Tackling the Climate Change
The world’s leading independent climate actors have warned that urgent and unprecedented changes are required to avoid a catastrophic environmental fallout. The UN Intergovernmental Panel on Climate Change (IPCC) reports are unequivocal on the current issues faced by our planet.
At RAM AI, we continuously develop our capacity to assess the risks and opportunities presented by climate change policy to our investment portfolios; we integrate, when relevant, this insight into our investment processes. We recognise that this effort requires more than one dimension. We aim not only to apply strict guidelines to preserve the biodiversity and limit climate change below 2° within our investment portfolios, but also embrace an effort at corporate level. We have set an ambitious plan to reduce RAM AI’s own carbon footprint by reducing energy and water consumption.
While not all RAM Funds have a climate objective, many of them integrates ESG characteristics to mitigate adverse environmental impacts.
Decarbonisation of our portfolio
Trough in-depth monitoring of CO2 emissions of companies we invest in, and limiting investments in fossil fuel, we aim to have a positive impact on the climate. We thrive to reduce Carbon Emissions of our investment portfolios.
Leveraging on ESG data to participate to the climate transition
In 2020, RAM AI has launched a Stable Climate Global Equities strategy, leveraging on ESG data to participate to the climate transition. As the Climate Change emergency continues to grow, RAM AI believes its role as an asset manager is to provide investors with a differentiated solution to low-carbon investing.
While many managers opt for an unidimensional approach to climate change within portfolios by reducing the weight of the worst polluters, RAM AI’s sustainable alpha approach aims to leverage a myriad of ESG and non-ESG data sources to identify the most attractive sustainable return opportunities in each industry. Our research effort is based on hypothesis testing; understanding how the ESG profile of a given company impacts, not only future stock performance, but also current/future fundamentals and ultimately financial returns.
We believe ESG investors need innovative solutions with clear and ambitious climate objectives and RAM AI has explored ways in which to do it.
Carbon offsetting is an excellent tool for a committed asset manager like us, as it represents a short-term solution to help minimise our impact. However, our primary goal is to decarbonise our Portfolio as much as possible, using the vast potential of our Machine Leaning Infrastructure and the volume of data available.
RAM AI offsets the RAM Stable Climate Global Equities Strategy’s (low) carbon emissions (Scopes I and II) using carbon compensation certificates (CERs) in accordance with the Clean Development Mechanism (CDM) rules at no additional cost to investors.

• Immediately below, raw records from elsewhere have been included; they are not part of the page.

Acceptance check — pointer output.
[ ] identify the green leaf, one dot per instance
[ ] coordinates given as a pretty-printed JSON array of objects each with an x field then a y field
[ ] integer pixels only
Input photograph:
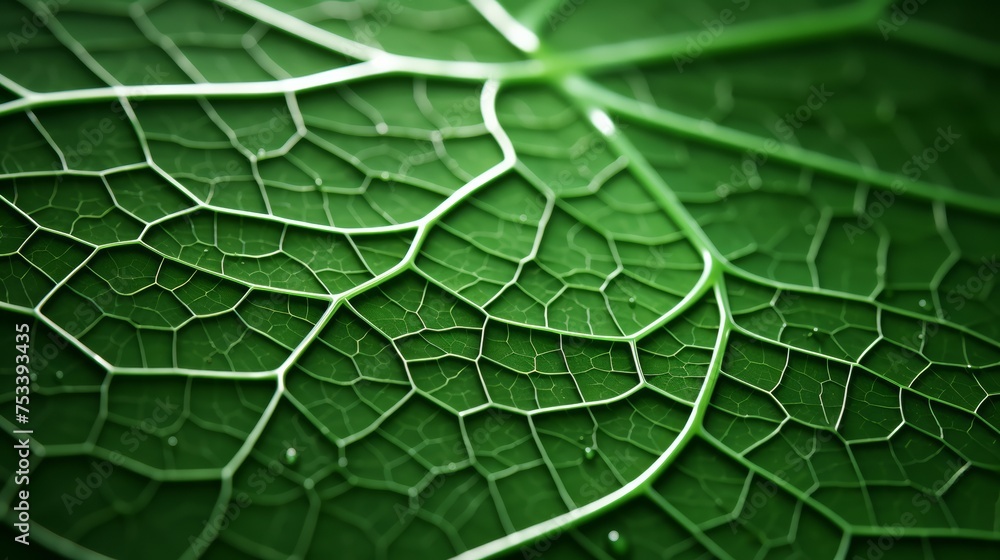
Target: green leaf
[{"x": 500, "y": 278}]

Carbon Offset Study case: Biomass Project
Project selection is vital when offsetting the carbon emission of a portfolio. Project efficiency in carbon reduction is highly dependent on the type of projects selected. Indeed, projects in specific renewable energies (i.e. Wind Power) too often lack integrity. Conversely, in projects in the industrial gas sector, biomass shows interesting additionality.
Moreover, among our key criteria, we ensure that the project activity contributes towards sustainable development and addresses for example key issues such as:
- Social well-being
- Economic well-being
- Environmental well being
Assessing CO2 Emissions
RAM AI believes assessing the carbon footprint of a portfolio is an important tool to support climate reporting and risk assessment and it is a key element of transparency and good governance for our investors. For equities and corporate fixed-income RAM AI assesses carbon emission of the respective portfolios using Scope 1 and Scope 2 data for RAM’s standard report, but also closely monitoring scope 3 emission data.
RAM AI uses metrics as defined by the Financial Stability Board’s Task Force on Climate-related Financial Disclosures (TCFD), which is backed by the central banks of the G20 countries.
While there exists now a standard to estimate the carbon footprint of a portfolio for Equities and Corporate fixed Income, sovereign bonds have remained largely unexamined from a carbon risk and reporting perspective due to a lack of appropriate metrics and actionable insight.
Despite the fact that the industry has not yet a standardised reporting and assessment of carbon emissions for sovereign bonds, RAM AI has worked on a methodology to assess carbon emission of our sovereign exposure based on CO2 emissions (kg per PPP $ of GDP). This approach helps to have an exhaustive coverage of the respective portfolio impact on climate change.
RAM AI Carbon Footprint
The negative impacts linked to the climate crisis are no longer fatalistic predictions of our future. For millions, it has become their day-to-day reality. Human activity is highly responsible as acknowledged by 97% of climate scientists worldwide. RAM AI is, therefore, determined to undertake creative and resourceful actions to minimise its carbon footprint.
At RAM AI, we compensate our Co2 emissions related to air travel and freight. Through our Corporate Green Policy, we encourage employees to use environmentally friendly transportation to work, notably by offering an annual financial subvention. We encourage limiting business trips by providing access to performant Videoconferencing systems.